Tailored Model Selection: Depending on the nature of the data (e.g., zero-inflated, positively skewed), decision-makers can select and customize the appropriate model variant to optimize predictive performance.
Risk Management: By accurately capturing uncertainty through confidence intervals, the models enable better risk assessment and decision-making in volatile or uncertain environments.
Limitations
While the models performed well across the different scenarios, some limitations remain:
The zero-inflated SARIMAX model relies heavily on the correct specification of the logistic regression component, which may not generalize well to more complex zero-inflated patterns.
The log-transformed SARIMAX struggles with extreme skewness, suggesting that alternative transformations or error distributions (e.g., skew-t) could be explored.
Model evaluation was limited to simulated data; application to real-world datasets may reveal additional challenges.
While the proposed models improve the representation of residual structures and model fitting, several limitations must be acknowledged. First, identifiability is ensured through constrained parameter spaces and appropriate initialization strategies, but complex models may still risk convergence to local optima. Second, the incorporation of skew-normal and zero-inflated components increases computational complexity, particularly during maximum likelihood or EM-based estimation. Finally, parameter sensitivity (especially for the skewness () and zero-inflation probability (p)), may arise in small samples or when exogenous variables exhibit multicollinearity. These considerations are important when applying the model to large-scale or noisy datasets.

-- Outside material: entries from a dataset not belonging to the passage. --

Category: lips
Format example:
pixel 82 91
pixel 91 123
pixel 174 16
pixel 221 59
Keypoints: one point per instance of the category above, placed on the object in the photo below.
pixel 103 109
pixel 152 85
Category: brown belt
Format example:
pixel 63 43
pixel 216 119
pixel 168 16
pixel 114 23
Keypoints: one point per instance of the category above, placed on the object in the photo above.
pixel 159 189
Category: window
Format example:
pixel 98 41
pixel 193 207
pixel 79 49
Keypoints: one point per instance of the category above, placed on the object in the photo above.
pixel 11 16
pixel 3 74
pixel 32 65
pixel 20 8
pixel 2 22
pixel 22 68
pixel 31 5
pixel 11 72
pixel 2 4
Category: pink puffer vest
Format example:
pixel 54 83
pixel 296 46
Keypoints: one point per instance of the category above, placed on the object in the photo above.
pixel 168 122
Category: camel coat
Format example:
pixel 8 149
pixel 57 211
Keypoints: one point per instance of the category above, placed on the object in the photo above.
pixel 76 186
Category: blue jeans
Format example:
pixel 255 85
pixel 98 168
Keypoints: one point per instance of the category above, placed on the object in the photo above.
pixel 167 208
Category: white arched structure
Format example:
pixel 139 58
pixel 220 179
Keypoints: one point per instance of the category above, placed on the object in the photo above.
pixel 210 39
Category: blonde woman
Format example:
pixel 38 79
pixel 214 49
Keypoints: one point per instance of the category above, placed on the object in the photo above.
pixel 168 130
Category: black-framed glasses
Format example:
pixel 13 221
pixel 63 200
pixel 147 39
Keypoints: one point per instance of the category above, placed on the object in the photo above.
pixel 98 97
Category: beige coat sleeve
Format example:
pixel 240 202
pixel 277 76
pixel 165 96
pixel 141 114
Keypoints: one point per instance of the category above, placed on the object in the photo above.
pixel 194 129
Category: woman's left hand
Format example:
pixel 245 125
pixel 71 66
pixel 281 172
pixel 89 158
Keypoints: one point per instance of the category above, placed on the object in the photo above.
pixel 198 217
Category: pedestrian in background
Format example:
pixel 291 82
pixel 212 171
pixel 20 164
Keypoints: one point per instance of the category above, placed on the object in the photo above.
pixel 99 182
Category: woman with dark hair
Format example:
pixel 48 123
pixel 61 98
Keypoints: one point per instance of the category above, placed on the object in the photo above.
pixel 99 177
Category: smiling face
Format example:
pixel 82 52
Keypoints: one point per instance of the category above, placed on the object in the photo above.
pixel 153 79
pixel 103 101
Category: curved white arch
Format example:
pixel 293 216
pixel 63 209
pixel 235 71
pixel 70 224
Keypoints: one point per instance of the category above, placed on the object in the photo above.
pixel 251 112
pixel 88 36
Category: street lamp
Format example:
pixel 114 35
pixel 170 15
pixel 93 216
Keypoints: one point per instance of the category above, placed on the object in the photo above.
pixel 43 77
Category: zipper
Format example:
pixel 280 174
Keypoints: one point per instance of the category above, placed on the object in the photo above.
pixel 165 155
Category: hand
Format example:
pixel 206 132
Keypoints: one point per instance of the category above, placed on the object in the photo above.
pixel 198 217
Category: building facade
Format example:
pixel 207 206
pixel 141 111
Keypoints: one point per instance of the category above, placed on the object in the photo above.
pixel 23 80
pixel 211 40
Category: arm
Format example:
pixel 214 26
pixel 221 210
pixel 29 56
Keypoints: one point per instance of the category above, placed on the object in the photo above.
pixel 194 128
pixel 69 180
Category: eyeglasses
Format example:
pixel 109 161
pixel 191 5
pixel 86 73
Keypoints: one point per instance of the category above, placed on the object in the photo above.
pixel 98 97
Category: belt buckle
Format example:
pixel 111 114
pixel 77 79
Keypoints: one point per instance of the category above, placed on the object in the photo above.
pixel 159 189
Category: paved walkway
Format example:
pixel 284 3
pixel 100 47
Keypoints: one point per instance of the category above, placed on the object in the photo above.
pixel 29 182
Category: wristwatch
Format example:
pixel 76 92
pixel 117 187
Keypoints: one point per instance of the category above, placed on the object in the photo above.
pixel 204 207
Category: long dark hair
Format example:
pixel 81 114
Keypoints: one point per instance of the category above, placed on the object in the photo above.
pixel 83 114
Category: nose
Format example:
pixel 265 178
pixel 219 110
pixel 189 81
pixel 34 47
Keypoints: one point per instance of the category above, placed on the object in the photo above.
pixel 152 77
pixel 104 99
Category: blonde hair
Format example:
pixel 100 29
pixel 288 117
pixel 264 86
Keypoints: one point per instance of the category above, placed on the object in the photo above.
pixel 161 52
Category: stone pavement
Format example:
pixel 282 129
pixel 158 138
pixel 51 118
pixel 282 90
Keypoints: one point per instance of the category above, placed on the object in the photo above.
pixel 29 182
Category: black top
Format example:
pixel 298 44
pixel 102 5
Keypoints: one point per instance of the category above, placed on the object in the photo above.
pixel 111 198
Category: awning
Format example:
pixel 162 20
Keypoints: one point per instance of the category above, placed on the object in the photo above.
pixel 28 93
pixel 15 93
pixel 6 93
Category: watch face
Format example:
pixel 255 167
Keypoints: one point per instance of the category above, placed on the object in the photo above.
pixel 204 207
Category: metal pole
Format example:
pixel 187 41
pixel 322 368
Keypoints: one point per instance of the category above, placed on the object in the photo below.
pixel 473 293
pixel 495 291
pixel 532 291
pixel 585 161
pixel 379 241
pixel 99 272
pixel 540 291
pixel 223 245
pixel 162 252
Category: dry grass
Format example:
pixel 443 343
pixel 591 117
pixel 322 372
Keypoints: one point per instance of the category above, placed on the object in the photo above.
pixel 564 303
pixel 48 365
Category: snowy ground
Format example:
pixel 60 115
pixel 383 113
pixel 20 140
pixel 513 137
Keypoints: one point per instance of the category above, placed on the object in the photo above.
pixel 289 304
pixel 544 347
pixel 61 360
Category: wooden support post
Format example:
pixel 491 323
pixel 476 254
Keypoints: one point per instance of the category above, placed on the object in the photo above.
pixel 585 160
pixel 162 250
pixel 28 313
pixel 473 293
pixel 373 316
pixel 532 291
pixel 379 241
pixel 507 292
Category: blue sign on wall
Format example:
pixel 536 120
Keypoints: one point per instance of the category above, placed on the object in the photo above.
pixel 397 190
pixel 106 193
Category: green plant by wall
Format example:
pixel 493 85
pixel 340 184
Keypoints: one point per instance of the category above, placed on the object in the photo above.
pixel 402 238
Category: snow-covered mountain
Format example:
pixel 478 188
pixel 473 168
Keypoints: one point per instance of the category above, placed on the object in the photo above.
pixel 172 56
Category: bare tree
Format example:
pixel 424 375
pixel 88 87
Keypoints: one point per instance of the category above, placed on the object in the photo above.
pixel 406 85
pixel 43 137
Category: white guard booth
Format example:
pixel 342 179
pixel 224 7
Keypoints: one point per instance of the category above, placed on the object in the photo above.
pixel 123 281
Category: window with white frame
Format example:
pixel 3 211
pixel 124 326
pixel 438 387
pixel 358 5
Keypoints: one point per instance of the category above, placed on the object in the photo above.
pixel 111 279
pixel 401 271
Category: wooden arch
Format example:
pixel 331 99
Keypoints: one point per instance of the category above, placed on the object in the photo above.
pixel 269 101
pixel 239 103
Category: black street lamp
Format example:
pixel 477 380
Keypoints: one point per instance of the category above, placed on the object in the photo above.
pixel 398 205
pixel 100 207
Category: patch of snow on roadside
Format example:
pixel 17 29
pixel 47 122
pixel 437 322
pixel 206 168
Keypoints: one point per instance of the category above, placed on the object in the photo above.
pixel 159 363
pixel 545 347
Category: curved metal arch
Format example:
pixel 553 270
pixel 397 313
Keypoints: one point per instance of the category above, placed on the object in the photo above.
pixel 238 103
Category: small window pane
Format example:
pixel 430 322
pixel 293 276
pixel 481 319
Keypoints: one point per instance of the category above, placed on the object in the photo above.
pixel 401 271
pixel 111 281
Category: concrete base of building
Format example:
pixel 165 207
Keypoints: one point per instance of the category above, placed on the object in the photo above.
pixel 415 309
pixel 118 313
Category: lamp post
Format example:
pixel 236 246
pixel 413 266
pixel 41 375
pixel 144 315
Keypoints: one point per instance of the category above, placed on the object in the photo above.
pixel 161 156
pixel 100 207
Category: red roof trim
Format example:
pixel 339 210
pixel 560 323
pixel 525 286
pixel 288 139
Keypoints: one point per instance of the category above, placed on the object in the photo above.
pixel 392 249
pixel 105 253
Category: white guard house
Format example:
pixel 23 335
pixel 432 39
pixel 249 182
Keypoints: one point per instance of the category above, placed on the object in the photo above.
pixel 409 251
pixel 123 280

Future work: Beyond the skew-normal and zero-inflated skew-normal formulations explored in this study, alternative error structures, such as the skew-t distribution, offer greater flexibility by accounting for heavy tails in addition to asymmetry. Likewise, COM-Poisson time series models provide a useful framework for count data exhibiting both overdispersion and zero inflation. Although a comparative analysis with these models is not included here, future work could investigate the relative performance of these approaches in similar settings. Could include extending the model to incorporate dynamic skewness parameters: testing alternative distributions (e.g., skew-t, beta) for residuals, applying the methodology to real-world time series datasets, such as financial or environmental data, to assess robustness and scalability.
An interesting direction for future work involves extending the proposed framework to multivariate or multiple-series time series models. For example, incorporating skew-normal or zero-inflated error structures into vector autoregressive (VAR) models or dynamic factor models could allow the joint modeling of multiple correlated time series that exhibit asymmetry or excess zeros. Such approaches could be particularly relevant in applications involving panel data, environmental monitoring, or interconnected biological processes.
6. Conclusions
This study demonstrates the flexibility of SARIMAX models enhanced with skew-normal and zero-inflated error distributions to handle both asymmetry and intermittency. The simulation results highlight the capacity of these models to produce reliable forecasts under diverse error structures. Future work could explore applications in fields such as inventory management, where intermittency and skewness are common.